Denis Colombi, sociologue : « Nous assistons à une invisibilisation croissante du travail »
Le sociologue Denis Colombi auteur de Qui travaille vraiment (éditions Payot) souligne que le travail gagnera en visibilité en redevenant un « enjeu de lutte » dans les entreprises comme dans le débat public.
Vous mettez en avant dans votre ouvrage un processus d’« invisibilisation croissante » du travail. Il repose notamment, à vos yeux, sur des représentations biaisées…

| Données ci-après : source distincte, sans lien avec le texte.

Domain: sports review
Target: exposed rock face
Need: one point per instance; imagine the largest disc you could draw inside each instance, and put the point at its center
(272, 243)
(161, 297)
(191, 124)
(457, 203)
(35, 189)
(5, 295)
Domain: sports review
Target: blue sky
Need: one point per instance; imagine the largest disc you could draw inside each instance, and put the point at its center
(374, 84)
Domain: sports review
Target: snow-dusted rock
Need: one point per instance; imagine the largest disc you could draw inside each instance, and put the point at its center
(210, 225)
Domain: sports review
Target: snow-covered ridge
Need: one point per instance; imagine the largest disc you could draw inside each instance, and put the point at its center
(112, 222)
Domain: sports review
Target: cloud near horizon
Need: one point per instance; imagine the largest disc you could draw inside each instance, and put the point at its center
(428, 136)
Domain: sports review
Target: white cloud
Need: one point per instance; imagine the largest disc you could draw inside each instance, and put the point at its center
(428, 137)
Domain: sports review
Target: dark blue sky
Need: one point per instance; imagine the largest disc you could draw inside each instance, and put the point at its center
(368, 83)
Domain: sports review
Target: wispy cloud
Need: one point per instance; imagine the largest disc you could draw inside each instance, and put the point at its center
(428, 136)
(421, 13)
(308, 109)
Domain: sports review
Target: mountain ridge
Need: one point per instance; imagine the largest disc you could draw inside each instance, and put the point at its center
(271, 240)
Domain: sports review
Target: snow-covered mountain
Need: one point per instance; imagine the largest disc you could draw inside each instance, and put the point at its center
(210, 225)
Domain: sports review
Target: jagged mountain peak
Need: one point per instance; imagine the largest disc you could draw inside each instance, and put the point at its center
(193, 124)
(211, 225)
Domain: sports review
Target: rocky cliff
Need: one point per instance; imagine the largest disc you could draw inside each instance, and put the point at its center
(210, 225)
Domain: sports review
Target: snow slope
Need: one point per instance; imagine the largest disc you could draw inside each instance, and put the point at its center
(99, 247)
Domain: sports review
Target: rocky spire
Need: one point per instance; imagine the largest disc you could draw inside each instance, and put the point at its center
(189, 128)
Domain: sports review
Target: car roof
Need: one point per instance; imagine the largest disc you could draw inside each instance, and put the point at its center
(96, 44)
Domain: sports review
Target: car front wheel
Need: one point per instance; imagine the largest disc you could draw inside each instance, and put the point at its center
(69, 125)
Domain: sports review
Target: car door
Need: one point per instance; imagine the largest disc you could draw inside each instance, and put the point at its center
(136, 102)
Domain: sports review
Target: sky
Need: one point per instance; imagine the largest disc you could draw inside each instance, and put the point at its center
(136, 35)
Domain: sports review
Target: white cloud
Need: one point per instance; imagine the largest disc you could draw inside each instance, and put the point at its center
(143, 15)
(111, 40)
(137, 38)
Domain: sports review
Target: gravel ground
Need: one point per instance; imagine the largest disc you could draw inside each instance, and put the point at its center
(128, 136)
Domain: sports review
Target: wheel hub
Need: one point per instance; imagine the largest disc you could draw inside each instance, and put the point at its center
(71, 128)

La façon dont les femmes et hommes politiques s’emparent du sujet permet de bien saisir le poids de ces représentations. Lorsqu’ils mettent, par exemple, en scène leur rapport au travail, lorsqu’ils veulent parler de « la France qui se lève tôt », beaucoup d’entre eux vont se rendre au marché international de Rungis. C’est une image qui va éclipser les autres situations de travail, telles celle des caissières de supermarché qui finissent tard, ou celle des femmes au foyer qui se lèvent tôt, elles aussi, pour s’occuper de leurs enfants et effectuer des tâches domestiques… De nombreux métiers – dans les services, par exemple – passent « sous les radars », car ils ne correspondent pas à la représentation que l’on se fait du travail.
Le processus d’invisibilisation est également à l’œuvre au cœur des entreprises. En quoi l’organisation du travail peut-elle y contribuer ?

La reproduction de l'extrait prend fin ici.